Burnout is Becoming Endemic Across the Cybersecurity Sector

Cyberattacks have come thick and fast in 2025, with huge corporations including Qantas, M&S, Co-op and Microsoft all experiencing breaches in recent months.
The sheer volume of the attacks is not the only remarkable thing about this recent trend, however.
Cybercrime is clearly becoming far more sophisticated than ever before, with criminals often weaponising AI technologies.
As such, Chief Information Security Officers (CISOs) have been under pressure to respond and prepare their defences effectively.
This is far easier said than done, however, and many cybersecurity professionals are starting to struggle under the weight of increasingly aggressive threats and round-the-clock demands.
Data from ISC2's annual Workforce Study spells this out plainly.
Job satisfaction among cybersecurity professionals fell to 66% in 2024, down four percentage points from the previous year, and significant amounts of people are reporting burnout as a result of their work.
The human cost of constant vigilance
The BBC recently conducted interviews with cybersecurity professionals to dig into this pattern.
Tony, who used a pseudonym, was signed off for burnout from his cybersecurity awareness role at a major UK ecommerce company last year, following years of mounting stress.
"Many of us in cyber, we put our hearts into our job. There's a lot of passion involved," he says.
He recalled the Wannacry ransomware attack in 2017 when his team worked through the weekend to protect the company's network.
"It was a Friday and something came up on BBC News," Tony said.
The security team removed every device from the network as a precaution, with Tony finally coming offline on Sunday afternoon.
"It was all preparatory work," he says, noting the firm had not been hit by the attack.
Tony said this pattern is being repeated across organisations responding to the Scattered Spider attacks that struck Co-op, M&S and other businesses this year.
"I can't even imagine what the folks at Co-op and M&S have gone through," he says.
A sector under strain
Andrew Tillman, former Head of Cyber Risk & Assurance for the UK's Health Security Agency, also reports experiencing burnout himself during his four years at the organisation.
"If you think you might be burning out, you're already on your way there," Andrew said.
Jon France, who is the ISC2βs own CISO, sees burnout as a "major issue" for the sector.
Jon says that professionals are increasingly being asked "to do more with less" which only increases stress and leads to dissatisfaction at work.
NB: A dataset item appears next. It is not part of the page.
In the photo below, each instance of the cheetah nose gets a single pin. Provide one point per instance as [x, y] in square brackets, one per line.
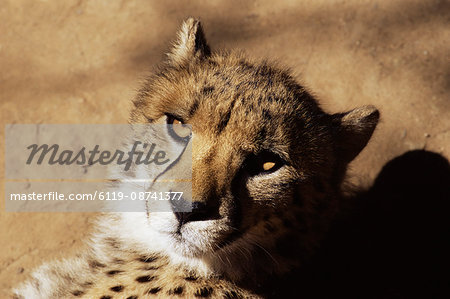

"Cyber professionals rarely work 9-5,β he explains. βEven if they do, they remain on call because threat actors don't adhere to office hours.β
Bigger threats, higher stakes
The pressure that many cybersecurity professionals are experiencing right now can be chalked up to a huge surge in sophisticated attacks from nation-state actors and criminal groups.
Earlier this year hackers thought to be working for the North Korean regime stole US$1.5bn worth of digital tokens from crypto exchange ByBit.
Officials in the US estimate that around half of North Korea's foreign currency acquisitions come from cyber theft.
For Andrew, the weight of responsibility is a massive part of the stress.
"There's always that conscious thought about 'if it goes wrong, how could this impact the individuals on the street? How could it affect their jobs, their livelihoods?'," he explains.
Entry-level workers are vulnerable
Lisa Ackerman is the former Deputy CISO at GSK.
She highlights just how intense the level of staff turnover is in entry-level roles in cybersecurity.
Younger workers in frontline positions have to deal with a constant barrage of security alerts they need to assess and respond to, which is clearly not for everybody.
Peter Coroneos, Founder of Cybermindz, a non-profit that aims to tackle burnout in the cyber sector, says that workers can be caught in a "blame culture" while their successes are "low visibility".
This leaves them carrying "a low level of dread", he suggests.
Peter warned that recruiting people whose brains are not fully formed and placing them in high-stress roles could set them up for long-term cognitive and emotional problems.
Cybermindz offers a structured neural training regime aimed at restoring psychological safety for stressed workers.
"If someone's having a panic attack, telling them to just calm down isn't actually going to work. You need to address neurochemistry," Peter says.
Calls for regulatory intervention
Lisa, like Peter, believes that cybersecurity teams need far more protection than they currently have.
"We want to get some kind of legislation for cyber teams like we have for air traffic controllers and doctors and pilots and people who are first responders. Which, in reality, cyber defenders are," she explains.
Other industry insiders are focusing on making the lives of cyber teams easier by fighting fire with fire, using AI to shore up defences against AI-powered threats.
βWhen AI closes the loop from detection to containment in minutes, board-level metrics move: fewer payouts, faster recovery and less revenue at risk,β explains Anirudh Agarwal, CEO of OutreachX.
Elsewhere, Andrew says he now watches carefully for warning signs of impending burnout, including changing sleep patterns, altered eating habits and reduced exercise.
Going forward, this kind of reflection will likely be imperative for professionals.
"It's almost like a cyber breach. You should assume it's on its way and work towards not allowing it to happen," he says.